When the shadows take

When the shadows take over the night your tomb becomes airless. The shadows of all of these things you cannot resolve replace a solid world where light swells perpetually outward, holding the walls and the sky aloft and visible, away from where you cower. You can see them but they are blank. Not even the occupation of honest avoidance can bloom just before dawn. You cannot continue to face the blank wall or the blank patio, to find an object that buoys your descent or adopts the causes of your decay. Upon the ocean floor there is nothing to transfer your body into. You begin to panic.

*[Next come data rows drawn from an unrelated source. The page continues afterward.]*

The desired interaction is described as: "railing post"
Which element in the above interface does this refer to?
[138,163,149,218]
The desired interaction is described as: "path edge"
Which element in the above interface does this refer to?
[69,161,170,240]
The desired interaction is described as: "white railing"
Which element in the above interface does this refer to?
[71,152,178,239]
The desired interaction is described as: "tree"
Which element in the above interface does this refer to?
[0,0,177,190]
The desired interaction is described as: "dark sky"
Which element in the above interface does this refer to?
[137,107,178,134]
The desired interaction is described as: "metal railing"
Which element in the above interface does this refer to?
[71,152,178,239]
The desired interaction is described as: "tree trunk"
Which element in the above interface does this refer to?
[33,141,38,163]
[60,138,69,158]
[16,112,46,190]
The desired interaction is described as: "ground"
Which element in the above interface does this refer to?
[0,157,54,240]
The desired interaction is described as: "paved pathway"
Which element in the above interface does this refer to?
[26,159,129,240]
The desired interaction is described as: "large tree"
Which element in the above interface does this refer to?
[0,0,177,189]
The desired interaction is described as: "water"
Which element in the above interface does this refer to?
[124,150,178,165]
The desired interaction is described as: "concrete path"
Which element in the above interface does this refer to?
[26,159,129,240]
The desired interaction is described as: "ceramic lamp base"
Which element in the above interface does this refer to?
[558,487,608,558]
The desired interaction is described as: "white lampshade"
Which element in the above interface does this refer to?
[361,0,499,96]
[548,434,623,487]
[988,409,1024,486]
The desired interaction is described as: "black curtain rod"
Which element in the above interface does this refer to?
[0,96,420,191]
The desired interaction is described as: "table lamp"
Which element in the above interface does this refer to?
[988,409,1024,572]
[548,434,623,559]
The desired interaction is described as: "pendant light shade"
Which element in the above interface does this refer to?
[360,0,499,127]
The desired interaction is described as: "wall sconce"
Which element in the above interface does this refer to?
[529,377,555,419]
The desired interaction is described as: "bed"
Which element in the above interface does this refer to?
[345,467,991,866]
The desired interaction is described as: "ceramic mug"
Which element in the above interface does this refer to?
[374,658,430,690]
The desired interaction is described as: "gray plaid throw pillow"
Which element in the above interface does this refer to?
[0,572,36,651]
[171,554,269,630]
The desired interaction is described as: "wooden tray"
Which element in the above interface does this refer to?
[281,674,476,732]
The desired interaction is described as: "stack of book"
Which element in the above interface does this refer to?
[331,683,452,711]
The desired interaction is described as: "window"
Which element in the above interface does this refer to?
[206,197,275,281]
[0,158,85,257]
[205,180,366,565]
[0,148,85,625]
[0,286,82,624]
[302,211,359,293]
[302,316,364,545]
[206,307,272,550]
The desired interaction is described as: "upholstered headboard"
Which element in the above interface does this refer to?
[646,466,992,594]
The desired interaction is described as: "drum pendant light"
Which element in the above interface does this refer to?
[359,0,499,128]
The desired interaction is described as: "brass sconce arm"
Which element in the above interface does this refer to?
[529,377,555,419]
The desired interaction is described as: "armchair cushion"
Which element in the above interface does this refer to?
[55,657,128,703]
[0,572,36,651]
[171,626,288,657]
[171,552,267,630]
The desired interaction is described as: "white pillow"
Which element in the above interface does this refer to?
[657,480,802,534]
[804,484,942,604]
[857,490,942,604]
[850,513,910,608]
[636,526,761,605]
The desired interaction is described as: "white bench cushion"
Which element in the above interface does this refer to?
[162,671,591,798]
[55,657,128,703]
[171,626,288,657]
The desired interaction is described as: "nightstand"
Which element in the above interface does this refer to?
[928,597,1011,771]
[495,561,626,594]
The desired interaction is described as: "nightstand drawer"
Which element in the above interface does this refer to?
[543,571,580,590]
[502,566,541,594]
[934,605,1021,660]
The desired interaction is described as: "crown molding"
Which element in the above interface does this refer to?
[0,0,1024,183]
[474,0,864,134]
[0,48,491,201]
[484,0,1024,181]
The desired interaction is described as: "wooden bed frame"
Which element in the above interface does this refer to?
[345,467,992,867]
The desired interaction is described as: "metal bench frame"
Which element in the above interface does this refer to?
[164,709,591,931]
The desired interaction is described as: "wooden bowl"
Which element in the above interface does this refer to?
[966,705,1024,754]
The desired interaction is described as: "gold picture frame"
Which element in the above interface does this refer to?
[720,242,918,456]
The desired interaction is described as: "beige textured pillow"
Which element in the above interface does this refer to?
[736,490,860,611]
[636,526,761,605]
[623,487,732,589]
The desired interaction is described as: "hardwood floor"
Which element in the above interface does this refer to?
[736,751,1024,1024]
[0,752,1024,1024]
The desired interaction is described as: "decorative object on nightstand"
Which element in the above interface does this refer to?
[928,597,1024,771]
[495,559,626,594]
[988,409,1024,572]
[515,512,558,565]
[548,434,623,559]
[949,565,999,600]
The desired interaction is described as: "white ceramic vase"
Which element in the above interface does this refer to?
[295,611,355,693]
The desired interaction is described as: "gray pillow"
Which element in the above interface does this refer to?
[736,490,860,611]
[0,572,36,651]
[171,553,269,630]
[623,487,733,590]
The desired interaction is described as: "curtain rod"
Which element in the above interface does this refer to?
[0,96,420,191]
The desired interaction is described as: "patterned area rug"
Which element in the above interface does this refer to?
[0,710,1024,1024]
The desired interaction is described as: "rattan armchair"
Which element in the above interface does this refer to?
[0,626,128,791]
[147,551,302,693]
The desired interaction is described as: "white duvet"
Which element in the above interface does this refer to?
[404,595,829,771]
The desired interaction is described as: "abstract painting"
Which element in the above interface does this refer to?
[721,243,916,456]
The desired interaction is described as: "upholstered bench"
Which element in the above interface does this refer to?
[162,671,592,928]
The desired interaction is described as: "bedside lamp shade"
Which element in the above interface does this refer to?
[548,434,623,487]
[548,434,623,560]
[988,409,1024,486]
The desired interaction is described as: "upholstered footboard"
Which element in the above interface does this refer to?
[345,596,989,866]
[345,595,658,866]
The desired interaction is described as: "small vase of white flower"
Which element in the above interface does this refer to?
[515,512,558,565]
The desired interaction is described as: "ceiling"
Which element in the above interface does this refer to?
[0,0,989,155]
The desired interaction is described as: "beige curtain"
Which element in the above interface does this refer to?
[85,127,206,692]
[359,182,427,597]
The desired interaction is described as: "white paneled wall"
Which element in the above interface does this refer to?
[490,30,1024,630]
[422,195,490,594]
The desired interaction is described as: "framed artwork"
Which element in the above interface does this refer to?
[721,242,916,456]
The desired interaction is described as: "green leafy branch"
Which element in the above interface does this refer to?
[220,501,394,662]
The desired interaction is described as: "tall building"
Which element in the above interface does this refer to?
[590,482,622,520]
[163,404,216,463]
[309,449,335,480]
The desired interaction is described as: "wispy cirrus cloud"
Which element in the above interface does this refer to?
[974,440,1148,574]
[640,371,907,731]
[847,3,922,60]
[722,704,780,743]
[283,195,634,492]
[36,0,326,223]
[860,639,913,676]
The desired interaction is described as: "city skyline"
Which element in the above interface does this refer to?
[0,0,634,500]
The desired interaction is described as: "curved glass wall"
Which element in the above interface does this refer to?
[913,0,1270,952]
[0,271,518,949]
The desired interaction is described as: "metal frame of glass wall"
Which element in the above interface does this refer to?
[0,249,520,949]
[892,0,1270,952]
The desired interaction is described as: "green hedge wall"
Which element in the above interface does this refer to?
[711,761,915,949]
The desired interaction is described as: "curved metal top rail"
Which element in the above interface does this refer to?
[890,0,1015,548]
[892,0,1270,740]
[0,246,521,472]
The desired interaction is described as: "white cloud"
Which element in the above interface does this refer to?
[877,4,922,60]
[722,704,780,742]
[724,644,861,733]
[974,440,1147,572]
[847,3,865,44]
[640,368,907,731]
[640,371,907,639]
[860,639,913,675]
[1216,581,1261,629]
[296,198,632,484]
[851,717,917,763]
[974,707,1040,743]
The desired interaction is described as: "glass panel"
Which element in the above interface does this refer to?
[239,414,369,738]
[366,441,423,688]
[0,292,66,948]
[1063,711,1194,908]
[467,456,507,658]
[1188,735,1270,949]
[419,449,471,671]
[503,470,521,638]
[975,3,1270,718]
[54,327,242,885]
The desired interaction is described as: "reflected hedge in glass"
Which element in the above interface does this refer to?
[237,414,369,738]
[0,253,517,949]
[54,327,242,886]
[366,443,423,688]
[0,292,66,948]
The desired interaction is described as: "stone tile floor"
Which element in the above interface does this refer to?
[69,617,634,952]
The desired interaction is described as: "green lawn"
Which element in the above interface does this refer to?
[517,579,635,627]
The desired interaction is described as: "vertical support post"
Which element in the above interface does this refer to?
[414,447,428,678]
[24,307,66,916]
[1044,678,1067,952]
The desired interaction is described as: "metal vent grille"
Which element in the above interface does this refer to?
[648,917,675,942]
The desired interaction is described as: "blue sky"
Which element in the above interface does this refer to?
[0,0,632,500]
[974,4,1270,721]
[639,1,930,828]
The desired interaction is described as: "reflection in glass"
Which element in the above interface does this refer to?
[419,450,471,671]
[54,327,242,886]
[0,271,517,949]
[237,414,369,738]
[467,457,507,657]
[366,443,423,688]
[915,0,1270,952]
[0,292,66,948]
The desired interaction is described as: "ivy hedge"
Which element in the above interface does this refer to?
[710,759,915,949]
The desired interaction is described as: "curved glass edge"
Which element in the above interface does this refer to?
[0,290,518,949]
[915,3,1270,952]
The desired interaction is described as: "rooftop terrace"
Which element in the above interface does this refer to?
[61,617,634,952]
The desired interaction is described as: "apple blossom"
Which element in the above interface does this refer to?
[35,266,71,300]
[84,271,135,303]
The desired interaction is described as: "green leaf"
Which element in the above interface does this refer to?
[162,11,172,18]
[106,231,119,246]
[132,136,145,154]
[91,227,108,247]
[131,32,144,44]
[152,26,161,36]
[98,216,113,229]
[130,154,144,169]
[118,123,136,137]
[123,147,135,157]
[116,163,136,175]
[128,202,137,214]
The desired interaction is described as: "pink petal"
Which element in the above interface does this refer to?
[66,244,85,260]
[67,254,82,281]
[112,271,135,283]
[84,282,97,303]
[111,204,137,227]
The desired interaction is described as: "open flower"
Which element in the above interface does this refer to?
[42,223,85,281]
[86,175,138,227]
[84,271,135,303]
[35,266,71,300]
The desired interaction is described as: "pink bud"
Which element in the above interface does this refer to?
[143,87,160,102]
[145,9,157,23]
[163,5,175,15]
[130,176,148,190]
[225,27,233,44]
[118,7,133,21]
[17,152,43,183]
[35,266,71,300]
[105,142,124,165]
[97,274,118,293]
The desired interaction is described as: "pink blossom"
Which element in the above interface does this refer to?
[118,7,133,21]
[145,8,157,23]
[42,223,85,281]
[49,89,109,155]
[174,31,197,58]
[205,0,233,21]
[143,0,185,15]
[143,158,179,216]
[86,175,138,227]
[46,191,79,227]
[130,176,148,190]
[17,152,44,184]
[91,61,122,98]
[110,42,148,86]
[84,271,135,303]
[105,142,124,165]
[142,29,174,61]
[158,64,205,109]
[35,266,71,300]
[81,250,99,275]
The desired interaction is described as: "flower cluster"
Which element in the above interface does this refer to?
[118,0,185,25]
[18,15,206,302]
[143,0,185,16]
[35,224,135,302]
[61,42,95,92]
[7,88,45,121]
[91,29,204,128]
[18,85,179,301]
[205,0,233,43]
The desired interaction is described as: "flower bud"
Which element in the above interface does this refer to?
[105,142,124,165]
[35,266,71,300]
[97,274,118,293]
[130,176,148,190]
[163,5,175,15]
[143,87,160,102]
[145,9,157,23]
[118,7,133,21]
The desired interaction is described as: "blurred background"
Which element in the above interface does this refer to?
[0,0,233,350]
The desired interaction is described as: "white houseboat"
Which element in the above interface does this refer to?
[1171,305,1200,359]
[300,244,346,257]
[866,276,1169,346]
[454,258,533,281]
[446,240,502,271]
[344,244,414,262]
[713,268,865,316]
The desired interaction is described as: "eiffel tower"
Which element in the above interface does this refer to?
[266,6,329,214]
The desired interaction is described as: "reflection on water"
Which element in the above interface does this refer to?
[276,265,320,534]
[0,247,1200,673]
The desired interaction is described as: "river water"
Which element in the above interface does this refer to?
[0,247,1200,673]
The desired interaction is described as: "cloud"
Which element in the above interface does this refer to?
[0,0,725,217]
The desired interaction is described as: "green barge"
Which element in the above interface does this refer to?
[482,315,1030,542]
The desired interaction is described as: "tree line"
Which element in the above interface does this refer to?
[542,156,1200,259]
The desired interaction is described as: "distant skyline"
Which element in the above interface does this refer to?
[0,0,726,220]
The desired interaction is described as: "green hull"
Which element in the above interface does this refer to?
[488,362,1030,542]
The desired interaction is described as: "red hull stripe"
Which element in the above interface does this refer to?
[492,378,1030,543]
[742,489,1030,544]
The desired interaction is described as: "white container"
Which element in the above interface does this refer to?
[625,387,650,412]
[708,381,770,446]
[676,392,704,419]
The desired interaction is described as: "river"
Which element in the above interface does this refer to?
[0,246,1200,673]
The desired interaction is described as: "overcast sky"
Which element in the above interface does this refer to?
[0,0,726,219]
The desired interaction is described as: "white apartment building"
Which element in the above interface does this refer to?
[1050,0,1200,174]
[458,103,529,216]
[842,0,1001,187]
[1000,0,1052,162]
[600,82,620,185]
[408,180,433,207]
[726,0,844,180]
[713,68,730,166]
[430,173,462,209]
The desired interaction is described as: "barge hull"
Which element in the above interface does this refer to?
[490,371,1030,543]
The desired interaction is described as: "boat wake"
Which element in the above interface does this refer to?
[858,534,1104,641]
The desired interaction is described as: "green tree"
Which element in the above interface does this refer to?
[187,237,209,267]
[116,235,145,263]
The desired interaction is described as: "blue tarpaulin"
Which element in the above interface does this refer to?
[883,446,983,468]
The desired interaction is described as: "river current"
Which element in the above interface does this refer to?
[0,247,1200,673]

You have no mass and no extent and not context. You feel your hand reaching out before your eyes but it is not there, only the ambiguous white abyss of dawn. You cannot confront anything or flee. You cannot see when there is nothing to see. If it all went away, could you breathe. Currents of paler and paler emptiness, the colour of warm steam, settle into your eyes, each so distant a vapour that you cannot predict a more barren vacuum to fall into. Each shade further away pulls the breath closer and closer to your lips, divesting you into the unformed moments of the slowly waking day, the city invisibly chilled and slowed. With the breath rushes all of the night shivers and imprecations from your still sleep into a torrent of pasty foam and beige bile, through your throat which crushes shut behind it and slaking your lips and face, out across the sea floor and into your hair. It happens gently, with everything unseen loosing your numbness into the wet and tenuous essences of spume and tears. As you cough more your body gives nothing up but crunches smaller and smaller, folding in on itself. You cough when there is nothing left, in you or around you, a barely living reflex that keeps you made of body. When you leave the things and places that incorporated you, you leave. Everything slows in you. The egesta should float away into tendrils of invisible powder. Without your breath it should dry up. Without sun or lamplight it should not be. You lay with your cheek in it, your eye looking across it, something real and finally terminal. In the early morning when you have expelled your essence into sleep, your body feels the weight of dematerialization, divided humours, the abandonments of physical promises, into useless acuity.